One of the wonders of a three-day music festival is that even at a leisurely pace you can see enough famous bands to make a suburban teenager totally jealous. Only of the couple of the acts I saw were disappointing, but at the same time there weren’t many that blew me away either. In the end my highlights were TV on the Radio, Fleet Foxes, and Monday’s one-two combination of Santigold and Gogol Bordello. (Admittedly two separate sets, but they melted together in the heat.)
Outside of Sasquatch these aren’t my favorite bands. I like them, but not all the time. The common thread to their performances, what made them memorable, was that they truly were performances. These were three of the only shows where I felt any connection to the band, or felt that the setting contributed something to the music. Most bands just came out, did their thing, and then said something to the effect of “Thank you very much for coming, even though it’s hot.”
I’m not sure why the most of the performers were so terse. Maybe they had some stage jitters. Maybe it was the heat, or maybe they were brusque because they felt disconnected from the crowd of sunglassed youths. (Mos Def basically came right out and said this when, between songs, he took a poll of the audience’s birth years. 1988 got the loudest cheer. Mos Def was born in 1973.) Whatever the reason, the bands’ minimal engagement with fans amidst sets in rapid succession created a pre-packaged feeling. Call me a pessimist, but it cast a little cloud over the festivities.
On the other hand, Santigold and Gogol Bordello were visibly enthused to be there, or at least faked it well. Santigold brought to the stage robotic, gold-jacketed dancers/backup singers, funny chatter (don’t eat Burger King before a show), and even some excited audience members to dance on the platform. Gogol Bordello had a contagious energy. It felt like 100 degrees under the sun when they played, but everyone around me was dancing.
Fleet Foxes was another band without much to say. Their minimal performance style seemed out of proportion to the giant main stage. However, they were one of the only bands that managed a meld between their music and the giant open canyon that echoed their already echoey sound. Because of this I couldn’t get their songs out of my head. Still can’t, in fact.
Of all the shows of the weekend though, TV on the Radio was the one that really knocked me out. They closed with "Staring at the Sun" while the sun was so low on the horizon that it was staring back at me. The dramatic effect was practically built-in. Yet, there was more to it than that. Lead singer Tunde Adembimpe shook his ass and got into the act, and the whole set crescendoed beautifully to that finale.

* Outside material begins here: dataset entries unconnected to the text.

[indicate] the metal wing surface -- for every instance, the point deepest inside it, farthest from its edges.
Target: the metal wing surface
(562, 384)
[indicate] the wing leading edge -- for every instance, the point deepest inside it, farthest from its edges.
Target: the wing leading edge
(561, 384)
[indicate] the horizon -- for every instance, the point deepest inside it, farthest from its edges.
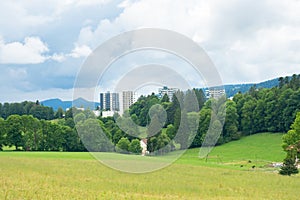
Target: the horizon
(42, 51)
(139, 94)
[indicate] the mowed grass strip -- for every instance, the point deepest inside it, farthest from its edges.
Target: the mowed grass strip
(57, 175)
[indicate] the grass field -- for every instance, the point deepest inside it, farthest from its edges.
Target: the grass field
(57, 175)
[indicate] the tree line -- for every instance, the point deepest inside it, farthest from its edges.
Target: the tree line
(170, 126)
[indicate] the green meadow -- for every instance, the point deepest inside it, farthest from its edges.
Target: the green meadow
(226, 173)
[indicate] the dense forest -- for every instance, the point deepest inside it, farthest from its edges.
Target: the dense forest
(31, 126)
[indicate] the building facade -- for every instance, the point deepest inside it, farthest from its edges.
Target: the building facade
(128, 98)
(109, 101)
(168, 91)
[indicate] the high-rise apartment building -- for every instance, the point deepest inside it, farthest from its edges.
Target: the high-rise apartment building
(109, 101)
(168, 91)
(128, 98)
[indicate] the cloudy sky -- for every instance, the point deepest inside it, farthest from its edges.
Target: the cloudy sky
(43, 44)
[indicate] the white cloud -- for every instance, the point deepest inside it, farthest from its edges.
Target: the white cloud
(31, 51)
(247, 41)
(58, 57)
(80, 51)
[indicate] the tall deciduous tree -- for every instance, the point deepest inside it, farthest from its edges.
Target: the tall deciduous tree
(14, 131)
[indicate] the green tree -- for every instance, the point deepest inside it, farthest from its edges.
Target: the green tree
(293, 135)
(291, 144)
(14, 133)
(171, 131)
(93, 136)
(163, 144)
(289, 166)
(247, 116)
(230, 129)
(123, 145)
(59, 114)
(135, 146)
(2, 132)
(31, 130)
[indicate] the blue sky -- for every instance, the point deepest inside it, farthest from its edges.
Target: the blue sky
(43, 44)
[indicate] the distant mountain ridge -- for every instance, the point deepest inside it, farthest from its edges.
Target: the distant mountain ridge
(230, 90)
(233, 89)
(80, 103)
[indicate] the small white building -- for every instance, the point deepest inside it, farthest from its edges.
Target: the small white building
(143, 143)
(108, 113)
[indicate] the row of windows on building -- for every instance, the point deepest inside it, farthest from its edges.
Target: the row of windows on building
(111, 102)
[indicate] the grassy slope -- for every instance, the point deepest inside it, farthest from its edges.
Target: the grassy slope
(261, 149)
(54, 175)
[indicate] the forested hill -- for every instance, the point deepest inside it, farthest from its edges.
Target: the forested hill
(233, 89)
(80, 103)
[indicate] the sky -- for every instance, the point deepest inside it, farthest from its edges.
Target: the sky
(43, 44)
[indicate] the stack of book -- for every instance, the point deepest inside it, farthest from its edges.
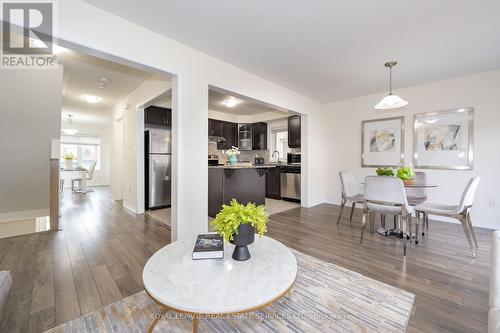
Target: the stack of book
(209, 246)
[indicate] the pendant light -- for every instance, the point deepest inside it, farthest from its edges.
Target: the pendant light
(70, 130)
(391, 101)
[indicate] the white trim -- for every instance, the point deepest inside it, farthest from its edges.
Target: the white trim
(130, 207)
(139, 158)
(23, 215)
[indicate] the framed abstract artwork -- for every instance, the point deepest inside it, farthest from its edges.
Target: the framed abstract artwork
(444, 140)
(382, 142)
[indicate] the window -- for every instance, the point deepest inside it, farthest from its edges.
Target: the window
(84, 148)
(279, 142)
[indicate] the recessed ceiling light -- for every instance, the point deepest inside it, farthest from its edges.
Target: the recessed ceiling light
(230, 103)
(91, 99)
(56, 49)
(103, 82)
(69, 130)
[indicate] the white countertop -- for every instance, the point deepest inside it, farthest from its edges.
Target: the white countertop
(220, 286)
(244, 166)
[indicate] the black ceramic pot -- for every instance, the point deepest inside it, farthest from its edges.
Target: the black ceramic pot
(245, 236)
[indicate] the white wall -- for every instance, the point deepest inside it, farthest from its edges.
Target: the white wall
(125, 136)
(195, 72)
(482, 91)
(101, 176)
(30, 116)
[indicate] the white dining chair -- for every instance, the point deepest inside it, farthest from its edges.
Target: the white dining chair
(350, 192)
(461, 211)
(386, 196)
(89, 176)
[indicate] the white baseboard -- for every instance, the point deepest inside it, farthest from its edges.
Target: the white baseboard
(130, 207)
(23, 215)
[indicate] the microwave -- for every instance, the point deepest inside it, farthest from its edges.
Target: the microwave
(293, 158)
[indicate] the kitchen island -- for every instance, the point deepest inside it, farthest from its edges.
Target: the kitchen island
(245, 183)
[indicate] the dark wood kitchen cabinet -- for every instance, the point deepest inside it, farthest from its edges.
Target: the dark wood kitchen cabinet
(214, 127)
(273, 183)
(259, 136)
(155, 115)
(230, 133)
(294, 132)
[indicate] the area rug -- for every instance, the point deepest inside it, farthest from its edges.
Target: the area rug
(325, 298)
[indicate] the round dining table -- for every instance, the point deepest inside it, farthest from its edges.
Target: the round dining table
(396, 231)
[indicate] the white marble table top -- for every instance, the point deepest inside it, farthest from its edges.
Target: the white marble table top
(220, 286)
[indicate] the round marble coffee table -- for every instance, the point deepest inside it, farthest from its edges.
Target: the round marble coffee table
(218, 287)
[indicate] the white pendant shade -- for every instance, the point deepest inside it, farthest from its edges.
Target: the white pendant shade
(391, 102)
(69, 131)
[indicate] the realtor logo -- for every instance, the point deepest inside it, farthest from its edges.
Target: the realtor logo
(27, 30)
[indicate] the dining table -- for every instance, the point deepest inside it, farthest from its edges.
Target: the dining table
(82, 174)
(396, 230)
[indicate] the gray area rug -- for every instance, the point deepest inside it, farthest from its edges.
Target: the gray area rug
(325, 298)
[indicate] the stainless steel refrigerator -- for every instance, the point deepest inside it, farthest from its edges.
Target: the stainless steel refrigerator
(158, 146)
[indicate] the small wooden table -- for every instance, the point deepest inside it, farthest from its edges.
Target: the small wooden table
(224, 287)
(82, 172)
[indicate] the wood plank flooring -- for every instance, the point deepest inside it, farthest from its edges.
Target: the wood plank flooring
(451, 287)
(98, 259)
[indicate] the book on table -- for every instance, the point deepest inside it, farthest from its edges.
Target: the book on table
(208, 246)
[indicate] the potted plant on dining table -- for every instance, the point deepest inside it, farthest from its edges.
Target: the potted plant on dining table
(407, 175)
(233, 153)
(68, 161)
(238, 224)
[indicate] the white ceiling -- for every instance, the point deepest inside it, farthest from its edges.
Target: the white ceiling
(81, 76)
(245, 107)
(331, 49)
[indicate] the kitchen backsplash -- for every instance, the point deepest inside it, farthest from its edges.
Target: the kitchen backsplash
(245, 155)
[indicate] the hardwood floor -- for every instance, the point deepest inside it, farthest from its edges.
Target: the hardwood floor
(451, 287)
(98, 259)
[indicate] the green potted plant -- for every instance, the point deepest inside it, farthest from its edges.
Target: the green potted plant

Overall, Sasquatch was the sum of this parts. If that sounds like a criticism, it’s not. Just consider what those parts are (amazing bands, beautiful scenery, free love, etc.). Still, I couldn’t help fantasizing about removing 90 percent of the audience and scaling down the stage to the point where it didn’t compete with the gorge. Then I wouldn’t have to jostle for blanket space or standing room. There would be no need for the expansive labyrinths of Honey Buckets (AKA porta-potties), making me feel like a farm animal. The organizers could do away with the vendor pens and the hopeless Verizon promotional tent. The barriers between the musicians and the crowd would come down. There would be nothing distracting me from enjoying the music and nature at once. It will never happen, but just knowing that it could means something.